Haven't heard or been able to dig up anything about it, but if it was yours the tagging program you participate in will likely notify you. That is by far my biggest fear in shark fishing, a large dead shark...


----------



## ShurKetch (Oct 2, 2007)

I'm very impressed with you guys.........love to see young people with a burning desire to fish. That hammerhead was a beaut and to fish again after daylight shows spunk! Enjoy our wonderful sport......Ed


----------



## ThaFish (Feb 27, 2013)

ShurKetch said:


> I'm very impressed with you guys.........love to see young people with a burning desire to fish. That hammerhead was a beaut and to fish again after daylight shows spunk!

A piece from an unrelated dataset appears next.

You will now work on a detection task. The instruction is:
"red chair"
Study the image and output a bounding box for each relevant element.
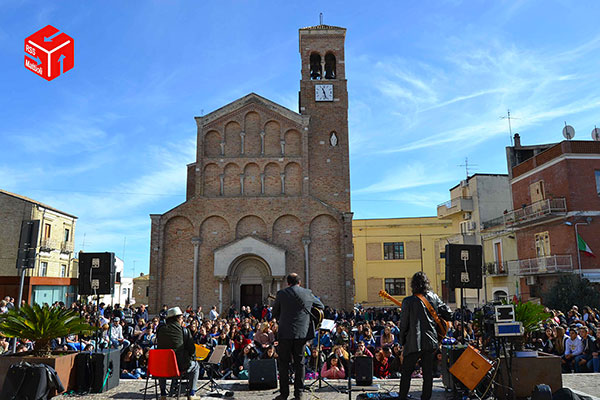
[144,349,185,399]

Enjoy our wonderful sport......Ed


I really appreciate the compliment man, & I'm glad you enjoyed the report! I was a bit on the exhausted side after fighting that hammer & half-considered not doing the king trip in the morning, but it sure was worth it! :thumbup:


----------



## makats (Jul 20, 2014)

Just WOW! Great job.


----------



## ThaFish (Feb 27, 2013)

makats said:


> Just WOW! Great job.


Thanks Vlad! Have not heard from you in quite a while. Hope all is well & that you have been hitting the water! Shoot me a text when you have a chance & let's try to plan a yak trip.


----------



## makats (Jul 20, 2014)

Family is visiting from Ukraine, so right now its just surf fishing trips to the beach for me haha  Waiting for the cooler weather to go yakin' on the rivers again  Will definitely hit you up soon


----------